Monday, September 14, 2009

Most Popular Pavings - Good Intentions

Paula Hammond, Secretary of the Washington State Department of Transportation (WSDOT), was featured at today's Transportation Club of Tacoma meeting.

Her presentation could be considered a lament. She recounted her first day of the job, when the Milwaukee bridge collapsed that lead directly to WSDOT's decision to close the Murray Morgan Bridge. Then, she recalled the first (of three) floodings of I-5 that lead to miles of truck-trailers queued with no alternative routes. And, she talked of a funding tie between cents per gallon and a declining gas sales/miles driven both because of consumer behavior changes and recessionary responses. And, let's not even get started on the state's ferries!

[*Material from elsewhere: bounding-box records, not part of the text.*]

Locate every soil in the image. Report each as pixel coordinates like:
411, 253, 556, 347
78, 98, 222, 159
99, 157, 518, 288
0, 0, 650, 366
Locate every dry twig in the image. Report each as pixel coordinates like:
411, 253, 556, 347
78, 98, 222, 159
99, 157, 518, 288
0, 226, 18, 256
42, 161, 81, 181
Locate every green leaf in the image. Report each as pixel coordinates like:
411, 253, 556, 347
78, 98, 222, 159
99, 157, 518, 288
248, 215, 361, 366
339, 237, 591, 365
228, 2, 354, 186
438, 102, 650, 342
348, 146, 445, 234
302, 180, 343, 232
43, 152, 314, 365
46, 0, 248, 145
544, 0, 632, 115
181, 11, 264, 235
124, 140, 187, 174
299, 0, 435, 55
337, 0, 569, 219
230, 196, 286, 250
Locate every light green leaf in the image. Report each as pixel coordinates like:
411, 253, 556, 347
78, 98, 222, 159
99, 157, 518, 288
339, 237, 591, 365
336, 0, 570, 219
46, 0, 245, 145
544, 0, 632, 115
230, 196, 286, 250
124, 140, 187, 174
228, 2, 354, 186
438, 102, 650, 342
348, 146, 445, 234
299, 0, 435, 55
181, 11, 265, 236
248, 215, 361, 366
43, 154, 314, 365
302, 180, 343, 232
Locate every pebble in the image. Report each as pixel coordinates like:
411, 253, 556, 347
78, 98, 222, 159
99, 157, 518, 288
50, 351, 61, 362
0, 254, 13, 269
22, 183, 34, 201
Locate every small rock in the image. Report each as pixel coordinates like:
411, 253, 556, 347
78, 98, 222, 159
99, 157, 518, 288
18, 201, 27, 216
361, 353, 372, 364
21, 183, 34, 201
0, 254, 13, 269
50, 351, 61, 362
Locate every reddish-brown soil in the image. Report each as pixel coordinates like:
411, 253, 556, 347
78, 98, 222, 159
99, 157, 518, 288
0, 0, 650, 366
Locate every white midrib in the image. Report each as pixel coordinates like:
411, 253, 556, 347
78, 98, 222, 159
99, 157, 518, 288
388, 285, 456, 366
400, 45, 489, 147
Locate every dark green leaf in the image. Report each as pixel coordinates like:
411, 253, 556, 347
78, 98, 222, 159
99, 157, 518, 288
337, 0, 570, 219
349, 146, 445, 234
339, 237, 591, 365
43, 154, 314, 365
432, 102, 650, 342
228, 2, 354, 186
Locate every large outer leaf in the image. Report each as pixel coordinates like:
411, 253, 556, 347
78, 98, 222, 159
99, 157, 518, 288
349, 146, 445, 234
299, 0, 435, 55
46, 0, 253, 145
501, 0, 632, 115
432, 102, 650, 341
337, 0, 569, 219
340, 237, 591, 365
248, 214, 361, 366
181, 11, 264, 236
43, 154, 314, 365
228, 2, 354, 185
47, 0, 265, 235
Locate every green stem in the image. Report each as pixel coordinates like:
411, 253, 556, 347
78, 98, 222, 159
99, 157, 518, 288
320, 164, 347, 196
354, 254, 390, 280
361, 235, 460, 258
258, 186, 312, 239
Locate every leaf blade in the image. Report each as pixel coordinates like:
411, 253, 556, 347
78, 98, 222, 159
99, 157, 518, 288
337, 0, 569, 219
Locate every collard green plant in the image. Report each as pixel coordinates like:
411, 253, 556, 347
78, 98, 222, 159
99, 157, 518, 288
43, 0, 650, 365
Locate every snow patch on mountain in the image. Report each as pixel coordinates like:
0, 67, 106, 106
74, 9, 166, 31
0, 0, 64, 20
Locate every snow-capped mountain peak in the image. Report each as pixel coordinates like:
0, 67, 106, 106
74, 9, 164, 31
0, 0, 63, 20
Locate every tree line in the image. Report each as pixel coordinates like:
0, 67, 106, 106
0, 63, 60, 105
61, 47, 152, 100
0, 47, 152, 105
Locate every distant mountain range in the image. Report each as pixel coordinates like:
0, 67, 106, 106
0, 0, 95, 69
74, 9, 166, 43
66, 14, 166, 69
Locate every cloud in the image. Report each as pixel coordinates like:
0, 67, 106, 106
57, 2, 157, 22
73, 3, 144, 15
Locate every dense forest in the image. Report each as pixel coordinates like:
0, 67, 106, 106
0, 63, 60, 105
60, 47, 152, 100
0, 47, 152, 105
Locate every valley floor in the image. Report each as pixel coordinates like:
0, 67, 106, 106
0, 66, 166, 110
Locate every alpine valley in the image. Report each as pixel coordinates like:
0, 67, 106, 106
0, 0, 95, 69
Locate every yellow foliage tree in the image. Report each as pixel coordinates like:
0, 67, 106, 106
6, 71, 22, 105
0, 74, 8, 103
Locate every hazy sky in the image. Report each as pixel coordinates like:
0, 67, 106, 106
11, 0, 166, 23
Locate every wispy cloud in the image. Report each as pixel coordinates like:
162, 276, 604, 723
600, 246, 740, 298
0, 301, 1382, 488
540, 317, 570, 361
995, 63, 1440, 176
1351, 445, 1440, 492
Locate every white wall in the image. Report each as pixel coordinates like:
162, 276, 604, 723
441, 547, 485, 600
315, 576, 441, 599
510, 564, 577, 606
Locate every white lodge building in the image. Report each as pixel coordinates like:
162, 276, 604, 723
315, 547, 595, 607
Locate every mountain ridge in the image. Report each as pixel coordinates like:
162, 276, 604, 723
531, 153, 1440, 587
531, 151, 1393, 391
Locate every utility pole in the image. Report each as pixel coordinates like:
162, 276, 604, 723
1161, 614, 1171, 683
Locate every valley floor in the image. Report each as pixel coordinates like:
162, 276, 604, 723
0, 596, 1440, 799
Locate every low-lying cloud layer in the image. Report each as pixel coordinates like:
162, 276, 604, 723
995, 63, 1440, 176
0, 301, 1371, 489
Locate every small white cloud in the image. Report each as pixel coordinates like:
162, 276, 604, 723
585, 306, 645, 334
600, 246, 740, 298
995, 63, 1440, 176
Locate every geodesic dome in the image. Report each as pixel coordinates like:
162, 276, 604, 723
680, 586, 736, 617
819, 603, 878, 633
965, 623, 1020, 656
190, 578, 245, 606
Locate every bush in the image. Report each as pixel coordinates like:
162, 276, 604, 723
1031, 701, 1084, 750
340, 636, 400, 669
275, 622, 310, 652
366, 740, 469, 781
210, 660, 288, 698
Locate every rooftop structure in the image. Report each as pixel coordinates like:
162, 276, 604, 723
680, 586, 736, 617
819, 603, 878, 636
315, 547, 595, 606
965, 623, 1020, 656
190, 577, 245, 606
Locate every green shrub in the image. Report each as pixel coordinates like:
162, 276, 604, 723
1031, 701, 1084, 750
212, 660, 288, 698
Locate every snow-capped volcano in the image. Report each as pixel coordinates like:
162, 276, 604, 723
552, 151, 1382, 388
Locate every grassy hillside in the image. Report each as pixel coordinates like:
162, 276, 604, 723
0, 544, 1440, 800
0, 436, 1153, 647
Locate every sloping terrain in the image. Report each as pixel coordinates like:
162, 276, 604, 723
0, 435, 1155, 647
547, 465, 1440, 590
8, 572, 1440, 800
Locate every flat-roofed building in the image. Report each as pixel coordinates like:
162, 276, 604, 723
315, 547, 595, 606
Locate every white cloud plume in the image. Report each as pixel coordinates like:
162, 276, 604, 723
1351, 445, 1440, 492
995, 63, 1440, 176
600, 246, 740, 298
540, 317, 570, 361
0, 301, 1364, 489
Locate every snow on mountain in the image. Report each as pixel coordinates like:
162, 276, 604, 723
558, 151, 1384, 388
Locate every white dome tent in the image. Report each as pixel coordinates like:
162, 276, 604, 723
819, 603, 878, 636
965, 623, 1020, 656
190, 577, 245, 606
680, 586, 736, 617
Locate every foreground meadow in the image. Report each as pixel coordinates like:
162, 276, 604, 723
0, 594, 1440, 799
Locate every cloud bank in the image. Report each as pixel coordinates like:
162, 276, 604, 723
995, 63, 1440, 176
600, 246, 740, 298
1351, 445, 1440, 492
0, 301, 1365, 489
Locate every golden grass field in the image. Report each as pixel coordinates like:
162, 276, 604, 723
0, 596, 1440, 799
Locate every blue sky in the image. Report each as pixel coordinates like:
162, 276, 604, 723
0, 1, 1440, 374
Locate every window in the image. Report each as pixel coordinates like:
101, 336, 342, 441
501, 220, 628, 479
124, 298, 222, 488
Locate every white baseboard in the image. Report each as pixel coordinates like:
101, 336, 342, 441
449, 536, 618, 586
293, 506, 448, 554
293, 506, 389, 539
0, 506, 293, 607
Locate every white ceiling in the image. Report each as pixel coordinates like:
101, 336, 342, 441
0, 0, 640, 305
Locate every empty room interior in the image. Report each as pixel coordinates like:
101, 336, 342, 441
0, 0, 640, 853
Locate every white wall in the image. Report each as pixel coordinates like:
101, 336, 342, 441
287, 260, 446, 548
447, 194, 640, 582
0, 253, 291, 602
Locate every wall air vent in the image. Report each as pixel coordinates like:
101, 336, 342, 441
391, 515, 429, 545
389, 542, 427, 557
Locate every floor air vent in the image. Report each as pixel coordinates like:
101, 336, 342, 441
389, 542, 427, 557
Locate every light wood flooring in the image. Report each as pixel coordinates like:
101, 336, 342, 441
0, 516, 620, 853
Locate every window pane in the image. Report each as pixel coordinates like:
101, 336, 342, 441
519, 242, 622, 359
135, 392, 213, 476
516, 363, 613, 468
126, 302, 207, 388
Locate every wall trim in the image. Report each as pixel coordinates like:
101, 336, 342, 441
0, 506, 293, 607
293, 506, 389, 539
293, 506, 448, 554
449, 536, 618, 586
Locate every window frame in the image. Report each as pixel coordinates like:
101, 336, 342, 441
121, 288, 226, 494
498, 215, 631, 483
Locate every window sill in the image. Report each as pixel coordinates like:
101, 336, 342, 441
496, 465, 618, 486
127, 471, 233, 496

She did point to the $10 billion of projects just in the Puget Sound area, with another $5 billion in other parts of the state. Of 391 projects at the beginning, 183 are completed, 82 are under construction and 22 are about to go into construction. For anyone who wants to check up on their particular interest in a project(s), go to their website.

Q's from the audience covered a wide range of topics, but the most popular subject seemed to be SR-167. In response, Hammond noted that the corridor lost its funding proposal with the failure of Proposition 1. Now that transit has passed its expansion measure, the region is left without addressing its road future. The legislature has funded a tolling study for the completion of SR-167, to measure revenue potential and traffic diversions. SR-167 remains a hot topic, not because of the HOT Lanes tolling in the HOV lanes, but because of the new threat to flooding from failures in the Howard Hanson Dam.

All this and more makes one wish for debates of old when road surfaces were evaluated for quieter performance versus cost-effective permanency.

Thursday, September 03, 2009

Lincoln Ave. Overpass Breaks Ground- You're invited

Please join Senator Patty Murray and the Port of Tacoma Commission and staff as we “lift” Lincoln Avenue. It took over a decade of workbut thanks to our many transportation partners, the final phase of the Lincoln Avenue Grade Separation will finally begin!

Some people would call this a Groundbreaking, but we call it a Roadraising!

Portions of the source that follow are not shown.